The resultant of the transformation for the multiplication of the given transformations of the equation 1 and 2 is evaluated as:

$$\begin{gathered} x\text{'}\text{'}=-x \\ y\text{'}\text{'}=-y \end{gathered}$$

Step-by-step solution

Given information.

Given matrix in the question is,

$\left[\begin{array}{c}\mathrm{x}\text{'}=(\mathrm{x}+\mathrm{y}\sqrt{3})/2\\ \mathrm{y}\text{'}=(-\mathrm{x}\sqrt{3}+\mathrm{y})/2\end{array}\right]\left[\begin{array}{c}\mathrm{x}\text{'}\text{'}=(-\mathrm{x}\text{'}+\mathrm{y}\text{'}\sqrt{3})/2\\ \mathrm{y}\text{'}\text{'}=-(\mathrm{x}\text{'}\sqrt{3}+\mathrm{y}\text{'})/2\end{array}\right]$

Transformation matrix.

A transformation matrix is a matrix that, through the process of matrix multiplication, turns one vector into another vector.

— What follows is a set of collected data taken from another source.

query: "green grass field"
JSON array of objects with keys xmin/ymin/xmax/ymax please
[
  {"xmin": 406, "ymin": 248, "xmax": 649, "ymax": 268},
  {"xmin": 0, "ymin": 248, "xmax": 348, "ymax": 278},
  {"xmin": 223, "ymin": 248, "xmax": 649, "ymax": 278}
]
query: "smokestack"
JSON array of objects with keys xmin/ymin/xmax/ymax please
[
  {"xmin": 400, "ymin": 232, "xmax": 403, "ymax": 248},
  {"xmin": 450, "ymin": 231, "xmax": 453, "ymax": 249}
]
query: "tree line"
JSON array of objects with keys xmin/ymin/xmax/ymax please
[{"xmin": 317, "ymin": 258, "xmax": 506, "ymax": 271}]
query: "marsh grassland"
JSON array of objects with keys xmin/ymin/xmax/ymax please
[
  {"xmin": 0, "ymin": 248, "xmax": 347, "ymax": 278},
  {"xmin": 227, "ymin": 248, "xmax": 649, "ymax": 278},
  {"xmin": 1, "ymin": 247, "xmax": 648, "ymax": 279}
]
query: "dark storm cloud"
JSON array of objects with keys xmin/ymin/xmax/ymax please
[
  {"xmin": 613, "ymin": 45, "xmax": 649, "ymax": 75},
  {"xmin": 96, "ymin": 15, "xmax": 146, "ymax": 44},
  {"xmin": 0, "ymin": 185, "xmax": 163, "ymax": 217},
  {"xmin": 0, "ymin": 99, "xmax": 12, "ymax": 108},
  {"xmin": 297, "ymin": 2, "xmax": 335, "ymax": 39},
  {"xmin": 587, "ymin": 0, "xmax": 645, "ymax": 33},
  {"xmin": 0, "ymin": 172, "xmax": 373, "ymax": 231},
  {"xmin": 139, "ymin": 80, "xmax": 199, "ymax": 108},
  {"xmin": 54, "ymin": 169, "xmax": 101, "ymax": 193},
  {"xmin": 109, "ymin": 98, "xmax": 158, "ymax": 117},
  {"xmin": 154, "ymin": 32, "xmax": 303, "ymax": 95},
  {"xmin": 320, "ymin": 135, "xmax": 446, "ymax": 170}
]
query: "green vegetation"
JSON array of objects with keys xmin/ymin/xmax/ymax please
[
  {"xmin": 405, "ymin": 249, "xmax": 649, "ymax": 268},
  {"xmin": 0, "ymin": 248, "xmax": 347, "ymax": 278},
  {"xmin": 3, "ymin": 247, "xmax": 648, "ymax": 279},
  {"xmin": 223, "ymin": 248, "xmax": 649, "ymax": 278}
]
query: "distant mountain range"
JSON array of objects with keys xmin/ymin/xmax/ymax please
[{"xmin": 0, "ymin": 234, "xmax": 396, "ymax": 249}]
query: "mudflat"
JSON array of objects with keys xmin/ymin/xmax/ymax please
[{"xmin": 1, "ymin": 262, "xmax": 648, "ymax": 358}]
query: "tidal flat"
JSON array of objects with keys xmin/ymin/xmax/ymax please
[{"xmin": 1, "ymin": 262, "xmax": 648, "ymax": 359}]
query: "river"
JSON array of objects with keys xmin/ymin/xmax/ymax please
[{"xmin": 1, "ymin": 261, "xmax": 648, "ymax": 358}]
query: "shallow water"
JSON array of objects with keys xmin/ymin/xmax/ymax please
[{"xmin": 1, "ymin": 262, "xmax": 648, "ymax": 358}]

Find the resultant transformation for the multiplication of the matrices.

Express the transformation in the matrix form for the first transformation:

$\left(\begin{array}{c}x\text{'}\\ y\text{'}\end{array}\right)=\left[\begin{array}{cc}\frac{1}{2}& \frac{\sqrt{3}}{2}\\ -\frac{\sqrt{3}}{2}& \frac{1}{2}\end{array}\right]\left[\begin{array}{c}x\\ y\end{array}\right]$ ......(1)

Similarly, the matrix is represented below for the transformation of second case:

$\left[\begin{array}{c}x\text{'}\text{'}\\ y\text{'}\text{'}\end{array}\right]=\left[\begin{array}{cc}-\frac{1}{2}& \frac{\sqrt{3}}{2}\\ -\frac{\sqrt{3}}{2}& -\frac{1}{2}\end{array}\right]\left[\begin{array}{c}x\text{'}\\ y\text{'}\end{array}\right]$ ......(2)

Now substitute the $\left[\begin{array}{c}x\text{'}\\ y\text{'}\end{array}\right]$ in the Equation 1 and 2:

$\begin{array}{rcl}\left[\begin{array}{c}x\text{'}\text{'}\\ y\text{'}\text{'}\end{array}\right]& =& \left[\begin{array}{cc}-\frac{1}{2}& \frac{\sqrt{3}}{2}\\ -\frac{\sqrt{3}}{2}& -\frac{1}{2}\end{array}\right]\left[\begin{array}{cc}\frac{1}{2}& \frac{\sqrt{3}}{2}\\ -\frac{\sqrt{3}}{2}& \frac{1}{2}\end{array}\right]\left[\begin{array}{c}x\\ y\end{array}\right]\\ & =& \left[\begin{array}{cc}-\frac{1}{4}-\frac{3}{4}& -\frac{\sqrt{3}}{4}+\frac{\sqrt{3}}{4}\\ -\frac{\sqrt{3}}{4}+\frac{\sqrt{3}}{4}& -\frac{3}{4}-\frac{1}{4}\end{array}\right]\left[\begin{array}{c}x\\ y\end{array}\right]\\ & =& \left[\begin{array}{cc}-1& 0\\ 0& -1\end{array}\right]\left[\begin{array}{c}x\\ y\end{array}\right]\end{array}$

Therefore, the resultant of the transformation for the multiplication of the given transformations of the equation 1 and 2 is evaluated as:

$$\begin{gathered} x\text{'}\text{'}=-x \\ y\text{'}\text{'}=-y \end{gathered}$$